Essa baixa autoestima enraizada e nossa
consciência como cidadãs e cidadãos brasileiros é frequentemente agravada com o
mau exemplo de nossos governantes. Muitas vezes parece que zombam de nós
malversando dinheiro público impunemente. E, para agravar esse cenário, vemos
também a absurda ineficiência das nossas instituições para evitar e punir as
transgressões à Lei. Frequentemente a mídia nos traz a imagem – real ou
deturpada – de uma crônica impunidade. E isso abala até o anseio natural que
toda mulher e todo homem traz em si de agir para o bem, conforme a sua
consciência.
Mas não estamos satisfeitos
com isso. Ninguém gosta de ser tido como menos digno que ninguém, precisamente
porque a dignidade da pessoa humana é imensa e nenhum ser ou povo que habita
este planeta pode ser considerado ou tratado como inferior a outro. Essa
passividade que nos marca é, no fundo, o desalento que brota de que acreditar
que não há o que possa ser feito para mudar esse estado das coisas.
Mas eis que surgem uns
jovens “rebeldes” que protestam, inicialmente, contra o aumento da tarifa de
ônibus. E tomam as ruas na luta por essa causa. E então esse sentimento aflora
num enorme grito de: BASTA! Somos dignos sim e queremos ser tratados como tal.
Tanto que o grito que marejava nossos olhos era: “eu sou brasileiro, com muito
orgulho, com muito amor...”.
Quando alguns manifestantes
tentaram invadir o Congresso Nacional, um Senador pediu a eles a lista de
reivindicações, que não foi apresentada. Na verdade não a tinham. Num primeiro
momento pareceu ser uns rebeldes sem causa. Mas não. Clamam por dignidade,
ainda que sequer para os manifestantes estejam muito conscientes disso.
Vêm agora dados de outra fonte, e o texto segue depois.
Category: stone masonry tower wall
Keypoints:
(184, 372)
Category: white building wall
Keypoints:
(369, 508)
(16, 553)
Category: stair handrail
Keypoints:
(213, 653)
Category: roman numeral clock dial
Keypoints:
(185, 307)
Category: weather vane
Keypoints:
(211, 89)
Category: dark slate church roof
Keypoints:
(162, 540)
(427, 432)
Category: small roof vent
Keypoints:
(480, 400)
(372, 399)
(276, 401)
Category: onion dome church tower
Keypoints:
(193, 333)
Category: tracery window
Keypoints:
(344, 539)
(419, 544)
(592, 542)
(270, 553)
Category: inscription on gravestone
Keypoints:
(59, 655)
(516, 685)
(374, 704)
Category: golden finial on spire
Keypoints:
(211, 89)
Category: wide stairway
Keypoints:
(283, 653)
A lição foi muito clara. O
Gigante verdadeiramente acordou, como diziam os manifestantes. Foi um primeiro
sinal de que estamos fartos de ser considerados pessoas de quarta categoria
confinados num terceiro mundo. É certo que a mudança dessa situação dependerá
do trabalho árduo e perseverante da cada brasileira e de cada brasileiro que
saiu – fisicamente ou apenas com o desejo – às ruas para protestar. Mas, caros
governantes e detentores do poder em qualquer esfera, fiquemos de olhos bem
abertos diante de uma multidão que clama: “estamos aqui e estamos vivos e
sedentos de construir uma Nação em que reine a dignidade para todos”.